Without having to dig through the source of dd, I'm trying to figure out how to do that in C. I tried fseeking and fwriting zero bytes, but it did nothing. Not sure what else to try, I figured somebody might know before I hunt down dd's innards. EDIT: including my example.
FILE *f = fopen("/sp/sparse2", "wb"); fseek(f, 1048576, SEEK_CUR); fwrite("x", 1, 0, f); fclose(f);
you must have missed the part about "without having to dig through the source of dd". I figured somebody might just know.
Normally you'd use lseek to a point beyond the current end of file, then write something. I'd be surprised if fseek didn't use lseek . Can you show the code that you're using?
From running strace , I see that dd adds a call to ftruncate . That'll create a sparse file even if you don't do any write s.
2 Answers 2
When you write to a file using write or various library routines that ultimately call write , there's a file offset pointer associated with the file descriptor that determines where in the file the bytes will go. It's normally positioned at the end of the data that was processed by the most recent call to read or write . But you can use lseek to position the pointer anywhere within the file, and even beyond the current end of the file. When you write data at a point beyond the current EOF, the area that was skipped is conceptually filled with zeroes. Many systems will optimize things so that any whole filesystem blocks in that skipped area simply aren't allocated, producing a sparse file. Attempts to read such blocks will succeed, returning zeroes.
Writing block-sized areas full of zeroes to a file generally won't produce a sparse file, although it's possible for some filesystems to do this.

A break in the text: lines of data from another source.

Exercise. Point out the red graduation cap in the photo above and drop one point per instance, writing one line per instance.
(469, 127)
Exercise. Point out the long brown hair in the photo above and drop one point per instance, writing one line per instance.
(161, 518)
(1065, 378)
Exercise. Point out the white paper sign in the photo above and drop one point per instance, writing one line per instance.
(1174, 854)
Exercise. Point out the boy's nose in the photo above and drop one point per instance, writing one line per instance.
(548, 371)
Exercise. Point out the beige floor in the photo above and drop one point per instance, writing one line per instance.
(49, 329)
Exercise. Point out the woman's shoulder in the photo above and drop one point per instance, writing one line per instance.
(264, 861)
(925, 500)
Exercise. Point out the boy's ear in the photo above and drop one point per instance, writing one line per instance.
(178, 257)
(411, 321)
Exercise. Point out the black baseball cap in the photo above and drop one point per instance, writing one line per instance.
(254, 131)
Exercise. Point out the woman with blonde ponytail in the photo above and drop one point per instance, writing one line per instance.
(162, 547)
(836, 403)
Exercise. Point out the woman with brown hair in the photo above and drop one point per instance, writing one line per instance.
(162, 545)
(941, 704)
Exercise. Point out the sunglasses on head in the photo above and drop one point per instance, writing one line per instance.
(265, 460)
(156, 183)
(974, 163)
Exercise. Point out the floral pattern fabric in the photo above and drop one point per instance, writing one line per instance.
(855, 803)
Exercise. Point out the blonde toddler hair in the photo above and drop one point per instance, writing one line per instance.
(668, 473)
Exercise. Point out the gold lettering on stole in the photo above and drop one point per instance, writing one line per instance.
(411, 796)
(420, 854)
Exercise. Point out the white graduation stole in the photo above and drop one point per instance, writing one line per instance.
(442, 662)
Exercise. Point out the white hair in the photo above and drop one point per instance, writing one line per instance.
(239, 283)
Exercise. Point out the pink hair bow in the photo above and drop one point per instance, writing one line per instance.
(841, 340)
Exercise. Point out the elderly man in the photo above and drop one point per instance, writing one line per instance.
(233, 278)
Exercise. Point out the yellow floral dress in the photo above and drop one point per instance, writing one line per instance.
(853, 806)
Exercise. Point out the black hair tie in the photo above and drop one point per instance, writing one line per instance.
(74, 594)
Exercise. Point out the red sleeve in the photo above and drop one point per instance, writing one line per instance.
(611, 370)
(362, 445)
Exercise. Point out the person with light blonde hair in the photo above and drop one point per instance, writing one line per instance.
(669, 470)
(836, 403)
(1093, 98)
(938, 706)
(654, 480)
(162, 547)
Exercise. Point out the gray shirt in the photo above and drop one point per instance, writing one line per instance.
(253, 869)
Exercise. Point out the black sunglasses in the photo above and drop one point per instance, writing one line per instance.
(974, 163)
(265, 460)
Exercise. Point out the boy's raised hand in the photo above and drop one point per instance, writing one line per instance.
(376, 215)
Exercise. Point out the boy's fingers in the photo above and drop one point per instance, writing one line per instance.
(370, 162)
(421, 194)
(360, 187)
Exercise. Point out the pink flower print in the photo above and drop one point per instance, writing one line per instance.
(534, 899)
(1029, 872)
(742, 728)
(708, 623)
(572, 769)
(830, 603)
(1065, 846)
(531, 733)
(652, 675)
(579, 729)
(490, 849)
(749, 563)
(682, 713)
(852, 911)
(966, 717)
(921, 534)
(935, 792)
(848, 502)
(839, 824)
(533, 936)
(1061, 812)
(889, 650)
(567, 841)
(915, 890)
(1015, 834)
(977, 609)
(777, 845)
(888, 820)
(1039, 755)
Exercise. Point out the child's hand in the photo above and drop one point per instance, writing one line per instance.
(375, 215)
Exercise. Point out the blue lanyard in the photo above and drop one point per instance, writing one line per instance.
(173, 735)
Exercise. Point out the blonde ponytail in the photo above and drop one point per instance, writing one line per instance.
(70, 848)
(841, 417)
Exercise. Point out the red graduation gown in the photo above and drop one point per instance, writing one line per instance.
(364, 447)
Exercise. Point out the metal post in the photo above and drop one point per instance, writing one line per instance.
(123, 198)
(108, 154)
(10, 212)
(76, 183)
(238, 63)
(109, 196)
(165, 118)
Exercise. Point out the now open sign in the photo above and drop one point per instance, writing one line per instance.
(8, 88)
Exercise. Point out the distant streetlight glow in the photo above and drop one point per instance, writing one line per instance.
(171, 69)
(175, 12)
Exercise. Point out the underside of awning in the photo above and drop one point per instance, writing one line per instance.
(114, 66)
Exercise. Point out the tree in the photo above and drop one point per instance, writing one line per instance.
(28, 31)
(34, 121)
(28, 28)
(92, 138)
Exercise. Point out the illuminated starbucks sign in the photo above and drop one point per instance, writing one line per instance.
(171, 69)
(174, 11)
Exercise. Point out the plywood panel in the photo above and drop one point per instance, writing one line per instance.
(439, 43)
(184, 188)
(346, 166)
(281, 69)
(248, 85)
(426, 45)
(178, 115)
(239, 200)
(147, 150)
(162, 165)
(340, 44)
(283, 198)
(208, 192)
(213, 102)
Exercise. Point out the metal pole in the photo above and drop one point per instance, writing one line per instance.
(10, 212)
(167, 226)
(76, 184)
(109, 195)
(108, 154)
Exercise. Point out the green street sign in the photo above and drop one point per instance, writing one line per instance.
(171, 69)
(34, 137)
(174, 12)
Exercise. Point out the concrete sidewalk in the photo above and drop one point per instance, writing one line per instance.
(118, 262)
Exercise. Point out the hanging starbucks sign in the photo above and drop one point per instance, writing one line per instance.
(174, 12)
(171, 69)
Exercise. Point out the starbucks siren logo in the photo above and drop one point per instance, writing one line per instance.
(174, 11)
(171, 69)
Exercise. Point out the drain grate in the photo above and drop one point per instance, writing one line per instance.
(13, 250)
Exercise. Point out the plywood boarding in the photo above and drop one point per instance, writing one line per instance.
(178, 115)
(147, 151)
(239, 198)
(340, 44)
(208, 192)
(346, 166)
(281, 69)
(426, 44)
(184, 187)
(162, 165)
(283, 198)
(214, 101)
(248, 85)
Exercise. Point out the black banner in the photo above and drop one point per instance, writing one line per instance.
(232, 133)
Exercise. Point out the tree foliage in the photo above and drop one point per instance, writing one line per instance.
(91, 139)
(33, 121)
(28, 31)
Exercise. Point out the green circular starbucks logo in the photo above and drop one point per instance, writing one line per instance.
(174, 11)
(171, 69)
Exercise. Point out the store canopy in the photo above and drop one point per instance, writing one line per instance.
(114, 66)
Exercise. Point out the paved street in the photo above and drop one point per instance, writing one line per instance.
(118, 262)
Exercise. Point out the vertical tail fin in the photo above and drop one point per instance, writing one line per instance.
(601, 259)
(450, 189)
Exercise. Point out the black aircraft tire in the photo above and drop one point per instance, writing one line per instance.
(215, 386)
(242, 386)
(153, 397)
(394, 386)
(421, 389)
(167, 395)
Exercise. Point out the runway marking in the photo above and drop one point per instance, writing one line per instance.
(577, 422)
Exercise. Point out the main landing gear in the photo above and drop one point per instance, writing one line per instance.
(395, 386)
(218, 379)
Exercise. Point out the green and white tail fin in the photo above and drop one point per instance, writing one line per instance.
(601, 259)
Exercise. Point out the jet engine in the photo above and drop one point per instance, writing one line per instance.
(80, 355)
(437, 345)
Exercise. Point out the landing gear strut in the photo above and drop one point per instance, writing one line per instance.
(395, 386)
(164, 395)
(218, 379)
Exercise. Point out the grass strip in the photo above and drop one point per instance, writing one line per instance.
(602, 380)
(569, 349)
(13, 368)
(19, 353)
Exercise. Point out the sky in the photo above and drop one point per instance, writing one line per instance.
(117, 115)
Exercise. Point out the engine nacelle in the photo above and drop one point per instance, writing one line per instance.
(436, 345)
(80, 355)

Another way to produce a sparse file, used by GNU dd, is to call ftruncate . The documentation says this:
The ftruncate() function causes the regular file referenced by fildes to have a size of length bytes.
If the file previously was larger than length, the extra data is discarded. If it was previously shorter than length, it is unspecified whether the file is changed or its size increased. If the file is extended, the extended area appears as if it were zero-filled.
Support for sparse files is filesystem-specific, although virtually all designed-for-UNIX local filesystems support them.